Europe : Bruxelles accélère pour conquérir sa souveraineté numérique

La riposte européenne face aux géants américains

Bruxelles ne peut plus attendre. La Commission européenne dévoile mercredi des propositions très attendues pour défendre la « souveraineté technologique » du continent face à la domination des géants américains des services numériques. Un enjeu stratégique qui concerne directement nos entreprises, nos emplois et notre indépendance économique.

Au cœur de la stratégie : trois piliers essentiels. D’abord, réduire drastiquement le recours aux services numériques américains. Ensuite, développer une véritable capacité de production européenne de puces électroniques. Enfin, muscler l’offre continentale en intelligence artificielle et cloud computing, domaines où nous sommes largement distancés.

Un retard qui pèse lourd

Soyons honnêtes : l’Europe part de très loin. Notre capacité à muscler notre offre numérique suscite de nombreux doutes, notamment au regard de nos précédentes tentatives dans le secteur. Alors que la Nouvelle-Aquitaine, comme d’autres régions françaises, compte des talents, des chercheurs et des PME dynamiques, nous restons dépendants d’infrastructures contrôlées de l’autre côté de l’Atlantique.

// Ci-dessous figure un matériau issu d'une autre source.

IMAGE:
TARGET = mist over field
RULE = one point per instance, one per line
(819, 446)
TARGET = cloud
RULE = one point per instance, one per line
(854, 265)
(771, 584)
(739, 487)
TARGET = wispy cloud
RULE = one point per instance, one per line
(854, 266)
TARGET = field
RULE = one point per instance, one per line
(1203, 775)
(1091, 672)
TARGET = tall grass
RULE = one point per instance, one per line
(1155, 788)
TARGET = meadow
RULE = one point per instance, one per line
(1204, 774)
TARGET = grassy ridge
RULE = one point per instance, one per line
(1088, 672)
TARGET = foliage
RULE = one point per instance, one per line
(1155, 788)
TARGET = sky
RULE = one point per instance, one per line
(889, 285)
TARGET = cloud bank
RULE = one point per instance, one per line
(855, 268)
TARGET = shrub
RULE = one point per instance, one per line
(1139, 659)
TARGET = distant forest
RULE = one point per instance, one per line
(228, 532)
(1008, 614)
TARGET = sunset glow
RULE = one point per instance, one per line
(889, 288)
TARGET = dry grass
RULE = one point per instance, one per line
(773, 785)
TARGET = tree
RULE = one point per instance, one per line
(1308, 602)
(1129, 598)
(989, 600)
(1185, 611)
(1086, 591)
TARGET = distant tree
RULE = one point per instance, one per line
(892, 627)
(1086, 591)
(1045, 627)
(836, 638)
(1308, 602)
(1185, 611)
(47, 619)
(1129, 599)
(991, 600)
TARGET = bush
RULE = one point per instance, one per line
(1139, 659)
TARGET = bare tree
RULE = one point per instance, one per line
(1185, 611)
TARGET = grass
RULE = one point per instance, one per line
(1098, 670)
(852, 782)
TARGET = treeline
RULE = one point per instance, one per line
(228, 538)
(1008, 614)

C’est un risque qui ne cesse de croître. Nos données, nos innovations, nos secrets industriels transitent par des serveurs dont nous ne maîtrisons pas les règles. Nos PME du numérique, basées à Bordeaux, Angoulême ou ailleurs en région, sont prisonnières d’écosystèmes numériques qu’elles ne contrôlent pas. C’est inacceptable pour un continent de plus de 400 millions d’habitants.

Des défis redoutables

Les initiatives bruxelloises visent juste, mais le chemin est semé d’embûches. Bruxelles doit s’attendre à une nouvelle crise avec Washington : les États-Unis ne verront pas d’un bon œil une Europe qui se redresse dans ces domaines stratégiques. Les tensions commerciales et technologiques vont s’accélérer.

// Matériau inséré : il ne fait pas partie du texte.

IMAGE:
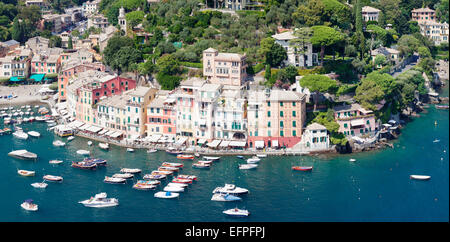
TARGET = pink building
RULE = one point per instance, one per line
(354, 120)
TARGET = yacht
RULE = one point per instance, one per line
(230, 189)
(100, 201)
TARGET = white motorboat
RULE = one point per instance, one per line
(83, 152)
(419, 177)
(167, 195)
(230, 189)
(114, 180)
(55, 162)
(173, 189)
(58, 143)
(20, 134)
(253, 160)
(29, 205)
(225, 197)
(100, 200)
(34, 134)
(247, 166)
(123, 175)
(39, 185)
(26, 173)
(23, 154)
(237, 212)
(104, 146)
(130, 170)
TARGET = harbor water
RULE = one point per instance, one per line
(375, 187)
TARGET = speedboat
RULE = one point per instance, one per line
(247, 166)
(153, 177)
(237, 212)
(58, 143)
(230, 189)
(53, 178)
(83, 152)
(253, 160)
(26, 173)
(23, 154)
(225, 197)
(185, 157)
(130, 170)
(114, 180)
(145, 185)
(123, 175)
(302, 168)
(100, 201)
(55, 162)
(34, 134)
(167, 195)
(39, 185)
(104, 146)
(173, 189)
(29, 205)
(419, 177)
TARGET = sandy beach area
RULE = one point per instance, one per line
(26, 94)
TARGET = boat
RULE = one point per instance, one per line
(185, 157)
(237, 212)
(184, 181)
(190, 177)
(23, 154)
(302, 168)
(144, 185)
(130, 170)
(34, 134)
(84, 165)
(419, 177)
(247, 166)
(173, 189)
(225, 197)
(123, 175)
(230, 189)
(55, 162)
(104, 146)
(169, 164)
(26, 173)
(20, 135)
(212, 158)
(167, 195)
(114, 180)
(29, 205)
(153, 177)
(58, 143)
(39, 185)
(253, 160)
(83, 152)
(100, 200)
(152, 150)
(53, 178)
(199, 165)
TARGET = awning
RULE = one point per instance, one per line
(214, 143)
(224, 143)
(259, 144)
(237, 143)
(181, 141)
(358, 122)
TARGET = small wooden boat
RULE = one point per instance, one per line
(302, 168)
(185, 157)
(419, 177)
(26, 173)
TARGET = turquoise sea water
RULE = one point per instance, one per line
(374, 188)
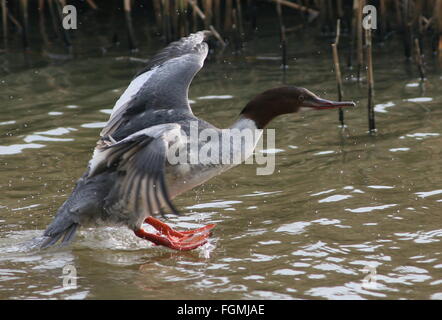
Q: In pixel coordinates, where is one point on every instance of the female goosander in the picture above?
(129, 178)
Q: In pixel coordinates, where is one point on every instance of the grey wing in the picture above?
(141, 161)
(165, 81)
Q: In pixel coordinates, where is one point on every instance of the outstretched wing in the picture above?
(141, 160)
(164, 82)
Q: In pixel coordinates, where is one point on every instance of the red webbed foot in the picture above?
(177, 240)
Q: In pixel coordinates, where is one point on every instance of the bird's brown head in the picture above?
(289, 99)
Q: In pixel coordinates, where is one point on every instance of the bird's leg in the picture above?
(178, 240)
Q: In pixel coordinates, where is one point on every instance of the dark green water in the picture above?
(338, 203)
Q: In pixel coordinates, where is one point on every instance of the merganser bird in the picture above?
(129, 180)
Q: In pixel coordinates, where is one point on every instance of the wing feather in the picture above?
(141, 160)
(163, 83)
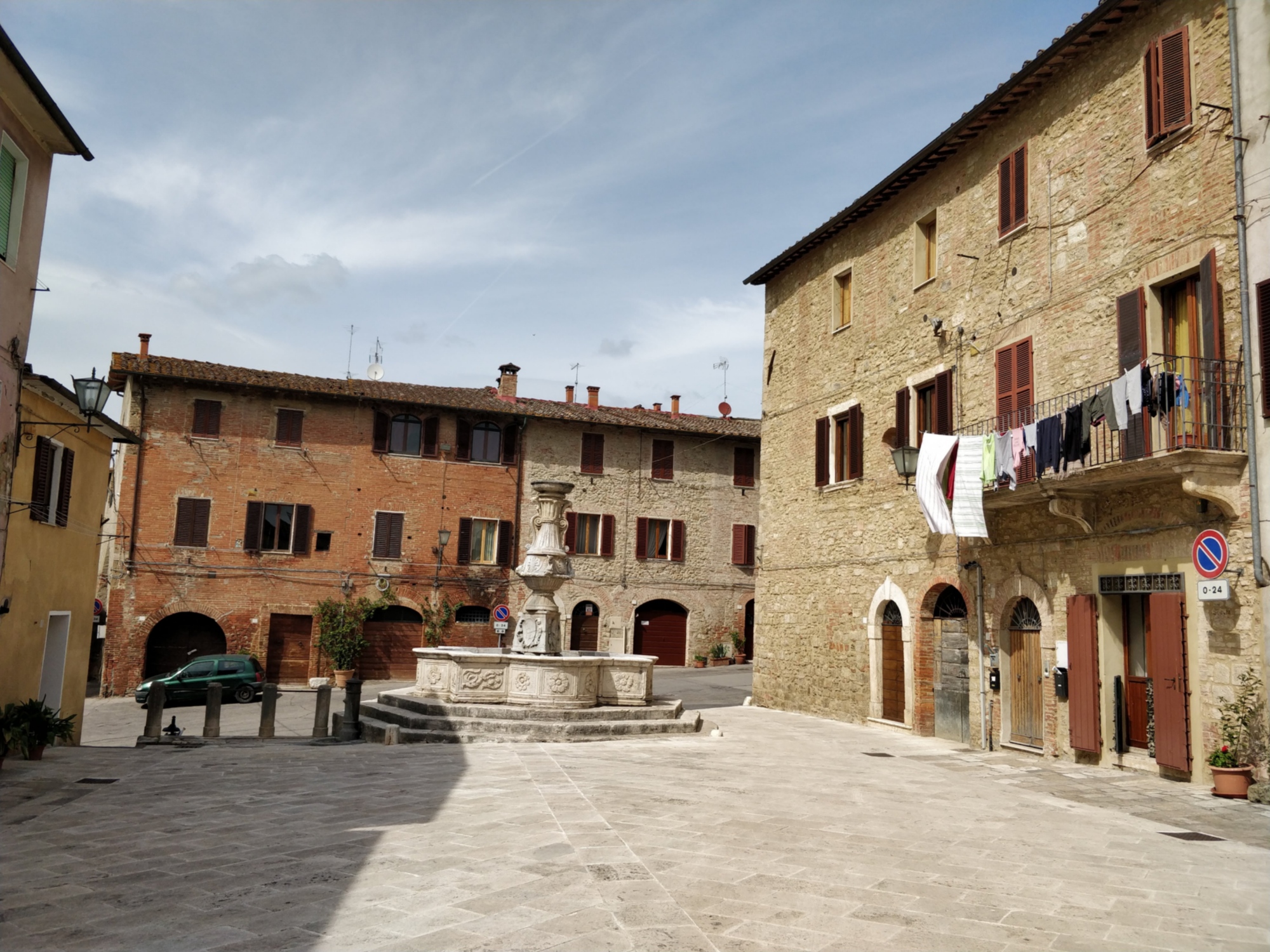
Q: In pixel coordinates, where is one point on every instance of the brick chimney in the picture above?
(507, 381)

Mais l’enjeu est trop crucial pour céder à la frilosité. La souveraineté technologique n’est pas un luxe, c’est une condition de notre liberté politique et économique. Nos régions ont un rôle à jouer : soutenir les initiatives locales, favoriser les transferts de technologie, créer des écosystèmes d’innovation où les entreprises françaises et européennes peuvent prospérer sans dépendre des décisions d’une multinationale californienne.

Agir vite et massivement

Les mesures que Bruxelles s’apprête à dévoiler doivent être ambitieuses et rapides. La fenêtre de tir ne restera pas ouverte longtemps. Nos concurrents américains et chinois ne dorment pas. Ils investissent massivement quand nous débattons.

La Nouvelle-Aquitaine, avec son tissu industriel dynamique et sa tradition d’innovation, doit être au cœur de cette reconquête. C’est une question de fierté et de survie économique. L’Europe n’a pas besoin de demander la permission à Big Tech pour bâtir son avenir numérique. Elle doit le saisir.